Files and Scripts Are the Foundation of Automation

Pipeline tools, data ingestion scripts, DevOps automation, report generators — all of them read files, write files, and need a command-line interface. This lesson covers the complete toolkit.


1. File I/O Basics

Reading a file

Python
# always use `with`  it guarantees the file is closed
with open("data.txt", "r", encoding="utf-8") as f:
    content = f.read()          # read entire file as string

with open("data.txt", "r") as f:
    lines = f.readlines()       # list of lines including \n

with open("data.txt", "r") as f:
    for line in f:              # iterate line by line (memory-efficient)
        print(line.strip())

Writing a file

Python
with open("output.txt", "w", encoding="utf-8") as f:
    f.write("Hello\n")
    f.write("World\n")

# append mode  doesn't truncate
with open("log.txt", "a") as f:
    f.write("New log entry\n")

# write multiple lines at once
lines = ["line one\n", "line two\n", "line three\n"]
with open("output.txt", "w") as f:
    f.writelines(lines)

File modes

| Mode | Meaning | |------|---------| | "r" | Read (default) | | "w" | Write — creates or truncates | | "a" | Append — creates or appends | | "x" | Exclusive create — fails if exists | | "b" | Binary mode (add to above: "rb", "wb") | | "+" | Read + write: "r+", "w+" |


2. pathlib — The Modern Way to Work with Paths

pathlib.Path replaces os.path with an object-oriented API that works identically on Windows, macOS, and Linux.

Python
from pathlib import Path

# creating paths
base = Path("/home/user/projects")
config = base / "config" / "settings.json"  # join with /
relative = Path("data/input.csv")

# properties
config.name          # "settings.json"
config.stem          # "settings"
config.suffix        # ".json"
config.suffixes      # [".json"]
config.parent        # Path('/home/user/projects/config')
config.parts         # ('/', 'home', 'user', 'projects', 'config', 'settings.json')

# checking existence
config.exists()
config.is_file()
config.is_dir()

# resolve to absolute path
relative.resolve()   # Path('/current/working/dir/data/input.csv')

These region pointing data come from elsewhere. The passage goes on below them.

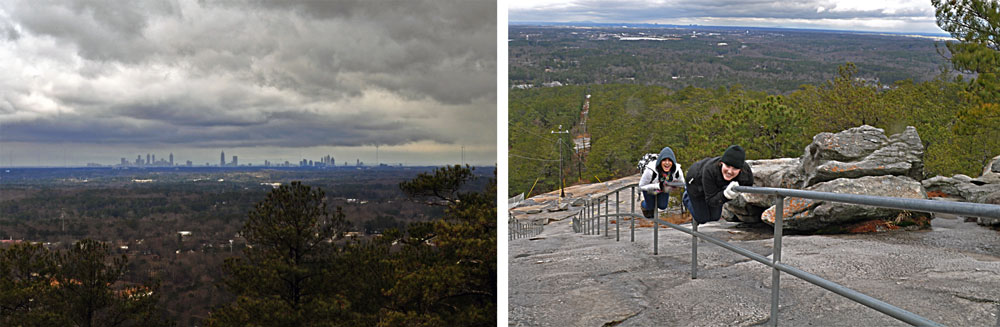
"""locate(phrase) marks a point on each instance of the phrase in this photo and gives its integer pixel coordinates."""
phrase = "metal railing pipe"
(618, 222)
(694, 249)
(957, 208)
(607, 210)
(866, 300)
(656, 230)
(776, 258)
(632, 238)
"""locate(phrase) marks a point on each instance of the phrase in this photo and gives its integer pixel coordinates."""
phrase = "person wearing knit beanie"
(711, 180)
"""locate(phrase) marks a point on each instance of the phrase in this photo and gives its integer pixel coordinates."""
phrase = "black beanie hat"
(734, 156)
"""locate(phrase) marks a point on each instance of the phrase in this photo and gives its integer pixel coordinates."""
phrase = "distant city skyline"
(84, 82)
(255, 157)
(896, 16)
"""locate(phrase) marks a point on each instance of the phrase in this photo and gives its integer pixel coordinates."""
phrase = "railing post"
(590, 221)
(597, 224)
(656, 230)
(618, 219)
(776, 258)
(632, 218)
(694, 249)
(607, 214)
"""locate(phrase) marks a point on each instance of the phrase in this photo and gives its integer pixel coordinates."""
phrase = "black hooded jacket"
(705, 181)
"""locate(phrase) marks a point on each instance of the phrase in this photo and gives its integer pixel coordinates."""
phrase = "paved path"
(950, 274)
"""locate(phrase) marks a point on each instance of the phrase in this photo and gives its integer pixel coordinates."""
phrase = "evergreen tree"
(976, 24)
(26, 273)
(88, 289)
(447, 276)
(288, 274)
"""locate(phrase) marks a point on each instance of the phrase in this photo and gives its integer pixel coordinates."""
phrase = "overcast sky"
(94, 81)
(899, 16)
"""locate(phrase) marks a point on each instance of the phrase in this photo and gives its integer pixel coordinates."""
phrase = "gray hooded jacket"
(653, 175)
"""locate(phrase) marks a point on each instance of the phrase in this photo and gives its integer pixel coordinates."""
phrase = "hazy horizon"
(92, 82)
(899, 16)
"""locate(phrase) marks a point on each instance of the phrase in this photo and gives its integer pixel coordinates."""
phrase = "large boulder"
(982, 189)
(861, 151)
(813, 215)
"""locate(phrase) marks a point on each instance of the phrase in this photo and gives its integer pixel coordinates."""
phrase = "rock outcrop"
(860, 160)
(810, 215)
(862, 151)
(982, 189)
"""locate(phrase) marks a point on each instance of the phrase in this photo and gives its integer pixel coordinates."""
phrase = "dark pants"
(660, 200)
(700, 211)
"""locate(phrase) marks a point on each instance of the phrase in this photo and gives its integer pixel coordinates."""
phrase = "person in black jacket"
(710, 183)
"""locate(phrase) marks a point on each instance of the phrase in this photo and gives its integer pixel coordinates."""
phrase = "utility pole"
(562, 190)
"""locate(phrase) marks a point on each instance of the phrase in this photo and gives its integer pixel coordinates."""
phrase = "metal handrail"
(585, 218)
(957, 208)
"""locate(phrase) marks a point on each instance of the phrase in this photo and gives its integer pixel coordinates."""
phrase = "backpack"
(645, 160)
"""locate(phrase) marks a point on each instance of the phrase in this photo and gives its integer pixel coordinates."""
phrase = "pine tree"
(976, 25)
(288, 274)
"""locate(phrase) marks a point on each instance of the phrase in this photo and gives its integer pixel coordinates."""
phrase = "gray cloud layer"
(248, 73)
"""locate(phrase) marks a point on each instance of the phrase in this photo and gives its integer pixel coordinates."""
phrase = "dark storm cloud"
(267, 73)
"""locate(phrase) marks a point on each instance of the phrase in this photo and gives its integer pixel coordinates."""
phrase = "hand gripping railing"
(584, 222)
(518, 229)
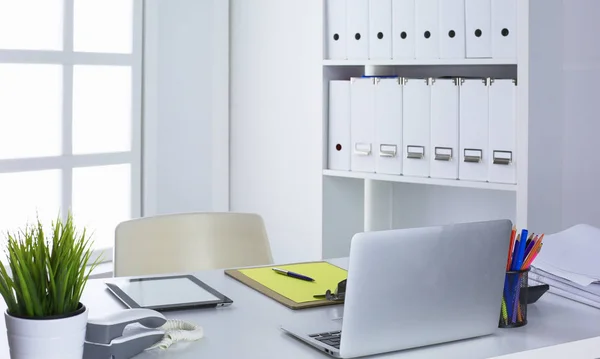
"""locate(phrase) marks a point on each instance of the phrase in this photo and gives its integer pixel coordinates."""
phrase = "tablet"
(167, 293)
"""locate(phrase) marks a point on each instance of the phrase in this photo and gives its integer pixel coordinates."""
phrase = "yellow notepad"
(326, 276)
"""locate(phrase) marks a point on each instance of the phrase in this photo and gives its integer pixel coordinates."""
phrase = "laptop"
(410, 288)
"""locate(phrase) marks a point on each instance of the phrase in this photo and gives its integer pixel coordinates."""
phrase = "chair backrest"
(190, 242)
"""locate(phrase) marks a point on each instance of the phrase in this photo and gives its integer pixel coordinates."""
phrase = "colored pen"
(534, 253)
(529, 240)
(521, 252)
(530, 246)
(510, 247)
(293, 275)
(514, 258)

Creating directories and files

Python
output_dir = Path("output/reports")
output_dir.mkdir(parents=True, exist_ok=True)   # create all intermediate dirs

# write / read
config.write_text('{"key": "value"}', encoding="utf-8")
content = config.read_text(encoding="utf-8")
config.read_bytes()
config.write_bytes(b"\x00\x01\x02")

Globbing and listing

Python
# find all Python files recursively
for path in Path("src").rglob("*.py"):
    print(path)

# non-recursive
for path in Path("data").glob("*.csv"):
    print(path)

# list directory contents
for item in Path(".").iterdir():
    print(item, "dir" if item.is_dir() else "file")

File operations

Python
from pathlib import Path
import shutil

src = Path("old_name.txt")
dst = Path("new_name.txt")

src.rename(dst)                     # rename/move within filesystem
shutil.copy(src, dst)               # copy a file
shutil.copytree("src_dir", "dst")   # copy a directory tree
src.unlink()                        # delete a file
shutil.rmtree("old_dir")            # delete a directory tree (careful!)

# temp files
import tempfile
with tempfile.NamedTemporaryFile(suffix=".json", delete=False) as f:
    f.write(b'{"temp": true}')
    temp_path = Path(f.name)

3. Working with CSV

Python
import csv
from pathlib import Path

# reading
with open(Path("data/users.csv"), newline="", encoding="utf-8") as f:
    reader = csv.DictReader(f)   # rows as dicts keyed by header
    users = list(reader)

# each row is: {"name": "Alice", "age": "30", "email": "alice@example.com"}
# NOTE: all values are strings  convert types manually
users_typed = [
    {"name": r["name"], "age": int(r["age"]), "email": r["email"]}
    for r in users
]

# writing
fieldnames = ["name", "age", "email"]
with open(Path("output/users.csv"), "w", newline="", encoding="utf-8") as f:
    writer = csv.DictWriter(f, fieldnames=fieldnames)
    writer.writeheader()
    writer.writerows(users_typed)

4. Working with JSON

Python
import json
from pathlib import Path

data = {"users": [{"name": "Alice", "active": True}], "count": 1}

# write
Path("output.json").write_text(json.dumps(data, indent=2), encoding="utf-8")

# read
loaded = json.loads(Path("output.json").read_text(encoding="utf-8"))

# streaming large JSON
with open("large.json") as f:
    obj = json.load(f)

with open("large.json", "w") as f:
    json.dump(obj, f, indent=2, ensure_ascii=False)

Custom JSON serialization

Python
from datetime import datetime

class DateTimeEncoder(json.JSONEncoder):
    def default(self, obj: object) -> object:
        if isinstance(obj, datetime):
            return obj.isoformat()
        return super().default(obj)

json.dumps({"created_at": datetime.now()}, cls=DateTimeEncoder)

5. Working with YAML

Bash
pip install pyyaml
Python
import yaml
from pathlib import Path

# reading
config = yaml.safe_load(Path("config.yaml").read_text())

# writing
with open("config.yaml", "w") as f:
    yaml.dump(config, f, default_flow_style=False, indent=2)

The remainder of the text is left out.